Four walls and a roof often don’t accommodate the semi-nomadic lifestyle that kayakers, canoeists, rafters and pedal boaters alike find themselves falling into.
Indeed, there are many places more valuable to those chasing falling water:
1) A Car
If it rolls and carries boats on the roof, it fits the bill. It’s a bed, a gear closet, and a way to get from A to B. As an accomplice in escapes from the city, packing a paddler’s car is usually something between a game of tetris and a game of Jenga, with game pieces made of wooden shelves, plastic bins and stinky gear. It doesn’t hold grudges for the routine abandonment that occurs at the put-in to a river, at the airport or at the trailhead.
If it makes it from A to B in one piece, it’s a good day. If not, call it an adventure, group bonding, or #epic. There’s probably a paddler who can pick you up on their way to the river.
2) The Greasy Spoon, Wherever The Water Is
From local diners to the closest Tim Hortons, wherever the rain is falling and the rivers are running, there will be a gaggle of paddlers hunkered down in the corner, hogging the wifi, curating the next sick edit, or sending long-awaited updates to the loved ones whose perfume of choice isn’t wet neoprene.
Clad in down jackets and toques, cut-offs and tank tops, devouring breakfast combos and fueling up on dirt-tasting coffee (made tolerable only by Canadian pride) before heading into the frigid air for a rainy day adventure, or into the sunshine in search of running water.
The wifi’s better than any house we’ve lived in, the fridge is definitely better stocked, and there’s a high probability that the bathrooms are cleaner.
3) The Bar
Savouring the first gulp after a multi-day, or stunting the next hangover before this one begins, kindred spirits can inevitably be recognized by sunburns and helmet hair.
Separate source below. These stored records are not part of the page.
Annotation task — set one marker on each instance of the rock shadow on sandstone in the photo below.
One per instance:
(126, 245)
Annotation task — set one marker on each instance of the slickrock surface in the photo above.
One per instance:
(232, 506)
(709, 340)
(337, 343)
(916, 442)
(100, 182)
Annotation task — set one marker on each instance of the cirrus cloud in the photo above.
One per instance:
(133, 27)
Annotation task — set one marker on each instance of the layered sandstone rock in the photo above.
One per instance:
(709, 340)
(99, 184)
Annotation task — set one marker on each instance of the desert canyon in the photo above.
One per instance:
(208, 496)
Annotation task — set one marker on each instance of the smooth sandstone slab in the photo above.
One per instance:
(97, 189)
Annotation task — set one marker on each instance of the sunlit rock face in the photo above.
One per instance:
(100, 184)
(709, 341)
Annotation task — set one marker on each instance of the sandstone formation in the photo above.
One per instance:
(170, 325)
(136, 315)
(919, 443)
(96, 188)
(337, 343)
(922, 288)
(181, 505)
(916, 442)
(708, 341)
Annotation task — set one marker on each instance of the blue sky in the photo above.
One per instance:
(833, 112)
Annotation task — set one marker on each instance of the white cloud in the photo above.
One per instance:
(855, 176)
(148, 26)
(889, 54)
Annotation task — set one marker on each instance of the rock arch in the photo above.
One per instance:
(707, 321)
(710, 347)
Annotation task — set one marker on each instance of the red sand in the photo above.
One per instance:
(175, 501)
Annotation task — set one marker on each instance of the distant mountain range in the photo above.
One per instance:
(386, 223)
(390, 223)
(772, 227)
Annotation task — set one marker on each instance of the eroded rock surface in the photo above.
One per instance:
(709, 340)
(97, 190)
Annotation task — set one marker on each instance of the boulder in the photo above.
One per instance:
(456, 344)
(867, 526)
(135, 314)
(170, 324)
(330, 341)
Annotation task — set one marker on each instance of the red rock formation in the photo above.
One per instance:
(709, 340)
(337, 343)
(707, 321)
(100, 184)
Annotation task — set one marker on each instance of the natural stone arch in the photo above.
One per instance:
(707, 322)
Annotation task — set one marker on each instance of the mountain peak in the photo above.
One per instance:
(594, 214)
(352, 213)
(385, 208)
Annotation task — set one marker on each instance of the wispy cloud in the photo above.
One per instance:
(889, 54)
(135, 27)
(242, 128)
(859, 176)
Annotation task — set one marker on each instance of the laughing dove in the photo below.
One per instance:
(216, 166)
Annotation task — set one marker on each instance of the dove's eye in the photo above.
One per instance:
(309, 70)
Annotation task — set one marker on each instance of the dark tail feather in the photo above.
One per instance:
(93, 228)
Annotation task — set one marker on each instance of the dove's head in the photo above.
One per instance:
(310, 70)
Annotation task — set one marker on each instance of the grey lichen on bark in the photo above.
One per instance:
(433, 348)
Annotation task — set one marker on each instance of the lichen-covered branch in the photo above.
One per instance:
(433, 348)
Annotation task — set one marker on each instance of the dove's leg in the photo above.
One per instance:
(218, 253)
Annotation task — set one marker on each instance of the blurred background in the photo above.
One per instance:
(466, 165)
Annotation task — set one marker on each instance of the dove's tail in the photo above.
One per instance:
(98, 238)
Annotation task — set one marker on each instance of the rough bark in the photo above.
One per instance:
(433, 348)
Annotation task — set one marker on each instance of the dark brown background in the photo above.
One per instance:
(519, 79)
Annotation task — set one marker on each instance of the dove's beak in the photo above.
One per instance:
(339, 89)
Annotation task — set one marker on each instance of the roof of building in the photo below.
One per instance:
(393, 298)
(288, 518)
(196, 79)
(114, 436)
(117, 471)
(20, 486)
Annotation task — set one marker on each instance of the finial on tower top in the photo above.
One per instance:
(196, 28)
In dive bars and trendy microbreweries, paddlers will be nursing sore blisters and egos, reliving the sharpest lines and the best beatering of a glorious day spent on the river.
4) The Tent
A safe haven. Safe from weather and from bugs. Safe from tripmates, when day 5 becomes just a little too much. Safe from the hustle and bustle. Where a house would keep one home with the temptation of crossing something off the fix-it list, a tent solely asks for duct tape and an adventure. Plopped amongst trees, rapids, or inebriated festival-goers, it’s a (relatively) dry place to rest a head, a shelter for introverted minds.